All of you who were baptized into Christ have clothed yourselves with Christ.
In an episode of the animated television series The Simpsons, Homer Simpson’s unkempt children Bart and Lisa suffer from apparent neglect. As a result, they are sent to a foster home, ending up next door, at the house of Ned Flanders. Ned is a bit socially awkward. He’s also an honest, well-meaning, evangelical Christian whose spiritual zeal sometimes goes too far. When Ned discovers that neither Bart nor Lisa were baptized, he decides they need an emergency baptism.
Alarmed at hearing this, Homer and Marge rush to the Springfield River to stop Ned. Just as Ned is about to pour holy water on Bart, Homer shoves Bart over to prevent the water from hitting him. In the process the baptismal water douses Homer.
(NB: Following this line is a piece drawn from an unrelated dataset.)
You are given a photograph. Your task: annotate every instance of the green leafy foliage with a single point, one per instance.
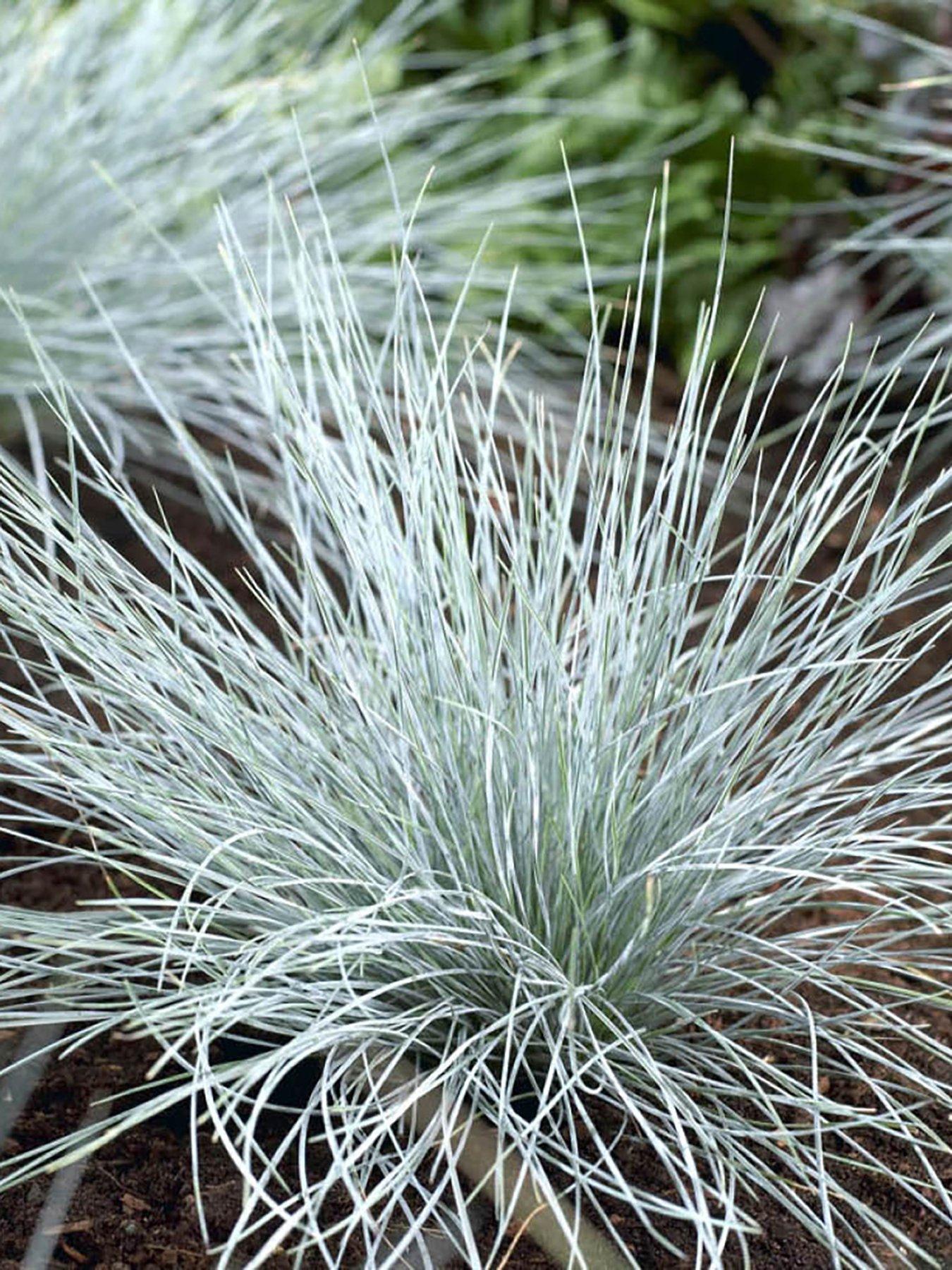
(723, 73)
“Wow, Dad, you took a baptism for me,” said Bart. “How do you feel?” Homer, temporarily aglow from his accidental baptism, says something sarcastic about St. Augustine of Hippo and his conversion. Then he returns to his normal rivalry with his neighbor.
As this satirical story shows, there is nothing magical about baptism. That’s because baptism is a symbol of God’s claim on us and his Spirit’s gradual work in us. Still, knowing our baptismal identity affects us. It changes us—though not all at once—because God is faithfully at work in us. And, in his time, we “find ourselves” as God’s true sons and daughters.
Father, we are all in process. Please clothe us with your grace. Lead us by your Holy Spirit, we pray. In Jesus’ name, Amen.